Guy de Blonay says there are a number of reasons why RBS has struggled while Lloyds has prospered.

“The first thing is that Lloyds moved earlier and has been more committed to restructuring towards profitability from its revenue growth. It has also been more effective at implementing a clear strategy,” de Blonay explained.

“At RBS, it has been more complicated.”

“It has an investment bank arm which costs rather a large amount of capital for a rather weak return. Lloyds has, in a sense, had it a bit easier because it is more retail-focused and has been able to sell its non-core assets pretty quickly,” he added.

However, although de Blonay is more than happy to hold Lloyds in his funds, he isn’t thinking of buying back into RBS.

“We do have Lloyds, in fact we have held it for some time,” he said.
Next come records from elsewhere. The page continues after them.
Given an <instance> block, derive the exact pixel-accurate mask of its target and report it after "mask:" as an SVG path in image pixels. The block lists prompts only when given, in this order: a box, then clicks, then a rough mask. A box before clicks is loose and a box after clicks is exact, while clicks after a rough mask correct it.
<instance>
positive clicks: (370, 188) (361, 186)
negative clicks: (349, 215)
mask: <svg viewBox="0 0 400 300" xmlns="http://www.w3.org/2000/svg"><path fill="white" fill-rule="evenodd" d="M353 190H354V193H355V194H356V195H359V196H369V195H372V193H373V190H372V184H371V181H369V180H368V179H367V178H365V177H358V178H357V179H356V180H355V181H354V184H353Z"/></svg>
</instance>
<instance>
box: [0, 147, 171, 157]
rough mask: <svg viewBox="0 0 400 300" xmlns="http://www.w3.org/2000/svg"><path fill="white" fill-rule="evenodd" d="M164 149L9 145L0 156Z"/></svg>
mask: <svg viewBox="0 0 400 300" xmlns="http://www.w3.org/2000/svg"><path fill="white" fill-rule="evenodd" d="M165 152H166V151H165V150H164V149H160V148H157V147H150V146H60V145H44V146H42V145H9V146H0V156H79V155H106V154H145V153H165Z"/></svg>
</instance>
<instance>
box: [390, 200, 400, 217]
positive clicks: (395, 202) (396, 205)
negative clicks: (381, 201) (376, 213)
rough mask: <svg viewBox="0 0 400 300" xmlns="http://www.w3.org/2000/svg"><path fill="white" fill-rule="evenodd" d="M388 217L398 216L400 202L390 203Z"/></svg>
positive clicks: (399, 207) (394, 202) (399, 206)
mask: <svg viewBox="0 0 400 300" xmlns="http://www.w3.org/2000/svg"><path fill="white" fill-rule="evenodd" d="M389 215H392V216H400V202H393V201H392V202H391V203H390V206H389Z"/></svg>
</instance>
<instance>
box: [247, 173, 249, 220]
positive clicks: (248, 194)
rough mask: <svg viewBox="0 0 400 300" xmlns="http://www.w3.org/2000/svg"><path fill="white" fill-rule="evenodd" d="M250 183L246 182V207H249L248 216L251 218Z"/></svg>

“That’s because we have a better understanding of its profitability and they have a more consistent management team that has a clearer target.”


The manager says there are three major issues surrounding RBS.

First, he is concerned about the future of its investment bank and how much it would cost if this arm of the business is run off.

The manager also says that even though the outlook for RBS is tricky, its shares are still not that cheap on a relative basis, especially compared with Lloyds.

However, the manager says he may re-establish a position in RBS at some stage in the future.

“If RBS were 30 per cent cheaper, then I would certainly have another look. However, I still prefer Lloyds because I don’t think RBS’s valuation is correct given the uncertainties it carries with it,” he added.

Like de Blonay, Graham Spooner, investment research analyst at The Share Centre, is still steering well clear of RBS for the time being.

“It is our least favoured UK bank. If an investor wanted exposure to the sector, I would not point them towards RBS,” Spooner said.

“Things have recovered a bit recently, but there still isn’t a great deal to get excited about. They are still shrinking the business, having to be dictated to by politicians and now they are setting up this internal good-bank/bad-bank split.”

“As I said, it is our least favoured UK bank,” he added.